In Fig. 2a, the linear correlation between E and each index is presented by R-square, Pearson correlation and root mean square error (RMSE) values obtained from the linear regression of the index versus E, while that for N is shown in Fig. 2b. Fig. 2 along with Fig. S3a and S4a in the ESI† illustrates that hardness (η)/softness (1/η), well-known parameters in the HSAB theory, hardly exhibits a linear relationship with experimental electrophilicity/nucleophilicity. It displays R-square and Pearson correlation values that are way lower than unity along with large RMSE values for both E and N. This finding suggests that hardness/softness cannot be employed to predict the general reaction kinetics for organic molecules, which, to some extent, agrees with previous studies discussing the inefficacy of the HSAB theory in kinetically controlled reactions.[17,26] The electronegativity (χ) also shows only a rough correlation with the experimental electrophilicity of molecules, with a low R-square value of 0.539 (Fig. 2a and S3b†), and, moreover, the electropositivity (−χ) fails with the prediction of N (Fig. 2b and S4b†).

Fig. 2

R-square, Pearson correlation, and RMSE values obtained from linear regression analysis of (a) the experimental electrophilicity, and (b) experimental nucleophilicity vs. the reaction indices.

The E-index (ω), which was suggested as a reaction descriptor by Parr et al.[53] and widely exploited[17,50-52] to explain the electrophilic reactivity, displays a slightly better correlation with E (Fig. 2a and S3c†), with a higher R-square value (0.737). Nevertheless, the counter index, N-index (1/ω) was not successful in presenting the N (Fig. 2b and S4c†). The generally poorer description of N using a modified form of electronegativity (χ) or E-index (ω) implies that nucleophilicity is not likely to be a dependent variable of electrophilicity and thus cannot be estimated from the negative or reciprocal of electrophilicity (Fig. S5 and S6†). Domingo et al.[54] proposed alternative reaction indices, vertical EAs and IEs for electrophilicity and nucleophilicity, respectively, demonstrating that they could deliver more accurate prediction than other indices for a certain chemical space.[16,54] We also found that a better linearity with E and N could be presented by vertical EAs and IEs. And, they could display improved R-square values of 0.748 and 0.422, respectively (Fig. 2, S3d and S4d†). However, the high RMSE values for each case (3.98 and 5.57, respectively) suggest that it would be difficult to obtain high prediction accuracy. Adiabatic EAs/IEs were also tested as reaction indices, which resulted in better quality R-square values of 0.760 and 0.497 for E and N, respectively. While these values are the highest, and adiabatic EAs/IEs offer the most reliable prediction results among the reaction indices investigated here, they still do not present dramatic improvements (Fig. 2, S3e and S4e†).

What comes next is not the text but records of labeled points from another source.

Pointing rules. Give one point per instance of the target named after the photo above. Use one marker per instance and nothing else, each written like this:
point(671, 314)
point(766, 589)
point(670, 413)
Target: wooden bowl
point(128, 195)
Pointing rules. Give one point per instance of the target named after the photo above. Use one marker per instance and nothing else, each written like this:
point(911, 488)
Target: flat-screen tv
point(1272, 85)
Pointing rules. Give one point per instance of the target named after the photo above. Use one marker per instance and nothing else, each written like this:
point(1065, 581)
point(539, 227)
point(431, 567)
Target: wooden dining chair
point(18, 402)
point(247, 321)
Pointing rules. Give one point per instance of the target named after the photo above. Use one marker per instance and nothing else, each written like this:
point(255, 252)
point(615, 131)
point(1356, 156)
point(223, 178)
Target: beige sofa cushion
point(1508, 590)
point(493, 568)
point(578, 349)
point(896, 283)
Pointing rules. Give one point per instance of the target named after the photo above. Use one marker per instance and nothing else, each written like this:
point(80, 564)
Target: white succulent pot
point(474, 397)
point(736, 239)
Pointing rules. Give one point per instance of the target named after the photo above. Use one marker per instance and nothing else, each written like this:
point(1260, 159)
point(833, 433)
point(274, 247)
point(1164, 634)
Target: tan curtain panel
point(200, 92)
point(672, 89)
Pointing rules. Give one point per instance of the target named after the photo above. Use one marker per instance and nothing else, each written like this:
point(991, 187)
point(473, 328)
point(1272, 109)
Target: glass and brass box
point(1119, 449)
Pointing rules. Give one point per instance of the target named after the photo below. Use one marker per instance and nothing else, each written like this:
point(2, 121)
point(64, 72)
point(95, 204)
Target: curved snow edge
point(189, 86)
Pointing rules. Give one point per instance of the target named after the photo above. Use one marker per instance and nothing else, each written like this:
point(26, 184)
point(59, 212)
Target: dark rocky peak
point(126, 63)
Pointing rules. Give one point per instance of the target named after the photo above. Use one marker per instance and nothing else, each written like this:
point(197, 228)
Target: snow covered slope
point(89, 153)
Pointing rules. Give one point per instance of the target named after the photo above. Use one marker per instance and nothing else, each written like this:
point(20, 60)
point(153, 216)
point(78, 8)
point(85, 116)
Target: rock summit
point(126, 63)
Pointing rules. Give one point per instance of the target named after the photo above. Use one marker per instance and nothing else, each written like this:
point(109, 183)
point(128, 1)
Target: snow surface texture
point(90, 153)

By analyzing the above results, we found that most of the underestimated outliers in the plot of adiabatic IEs vs. nucleophilicity (Fig. S4e†) exhibit particularly uneven electron/spin distributions in molecules, while overestimated outliers generally show delocalized electron/spin distributions (Fig. S7 and S8†), suggesting the potential role of electronic distribution in the molecule. In this respect, we devised a new reaction index, the GRI (global reactivity index), which can take into account the local electronic structure of the molecule. It was assumed that the local reactivity of the site in the reactant molecule cumulatively contributes to the overall reaction rate. Accordingly, the GRI was defined as a sum of the local reactivities, based on adiabatic EAs and IEs embedded with the local reactivities (see the Computational Methodology section for details). While local indices have been traditionally exploited to analyze the preferred reaction site (i.e., stereoselectivity)[15,18,50,51] within a molecule, we believed that they could also serve as a good indicator of the local property in defining the reactivity index. Fig. 2 and S3f† show that the predictions of E and N become more reliable with the local reactivity consideration, and the GRI could yield the improved R-square (or Pearson correlation) values of 0.769 (0.878) and 0.517 (0.719), respectively, which record a higher accuracy than any other reaction indices investigated. This suggests the importance of the cumulative approach of the local electronic structure in the reactivity. Nevertheless, it is observed that it is still insufficient, and the RMSE of the predicted N + E is as large as ∼9, indicating that the error range of the predicted rate constant kreaction would be ∼109 M−1 s−1 (eqn (1)). This strongly implies that these regression approaches relying on a simple linear function of the electronic properties of a molecule would not serve as a reliable indicator for the general chemical reactivities.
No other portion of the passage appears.